NUCLEAR WEAPONSStopping the Bomb
When one country learns that another country is trying to make a nuclear weapon, what options does it have to stop the other country from achieving that goal? While the query may be straightforward, answers are anything but. One scholar identifies a suite of strategies states use to prevent other nations from developing nuclear weapons.
“The question behind my doctoral research is simple,” says Kunal Singh, an MIT political science graduate student in his final year of studies. “When one country learns that another country is trying to make a nuclear weapon, what options does it have to stop the other country from achieving that goal?” While the query may be straightforward, answers are anything but, especially at a moment when some nations appear increasingly tempted by the nuclear option.
From the Middle East to India and Pakistan, and from the Korean peninsula to Taiwan, Singh has been developing a typology of counterproliferation strategies based on historical cases and to some degree on emergent events. His aim is to clarify what states can do “to stop the bomb before it is made.” Singh’s interviews with top security officials and military personnel involved in designing and executing these strategies have illuminated tense episodes in the past 75 years or so when states have jockeyed to enter the elite atomic club.

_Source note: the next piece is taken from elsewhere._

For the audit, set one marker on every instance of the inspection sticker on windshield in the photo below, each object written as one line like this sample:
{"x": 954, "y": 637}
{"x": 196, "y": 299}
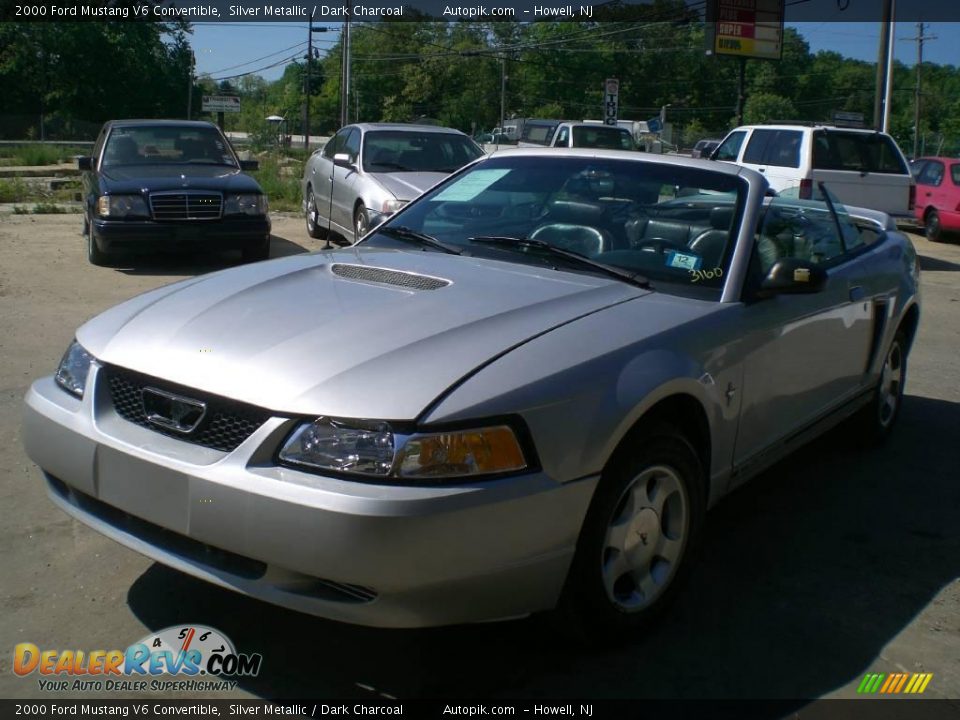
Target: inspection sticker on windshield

His insights might upend some of the binary thinking that dominates the field of nuclear security.
“Ultimately, I’d like my work to help decision-makers predict counterproliferation strategy, and draw lessons from it on how to shield their own citizens and economies from the impact of these strategies,” he says.
Types of Nonproliferation Tactics
On Oct. 7, 2023, Singh awoke to air raid sirens in Jerusalem, where he was conducting interviews, and discovered Israel was under attack. He was airlifted to safety back to the United States, having borne witness to the start of a regional war that “now has become relevant to my research,” he says.
Before his hasty departure, Singh was investigating two singular episodes where military force was deployed to advance nonproliferation goals: Israel’s airstrikes against nuclear reactors in 1981 in Iraq, and in 2007 in Syria. To date, these have been the only major attacks on nuclear facilities outside of an active war.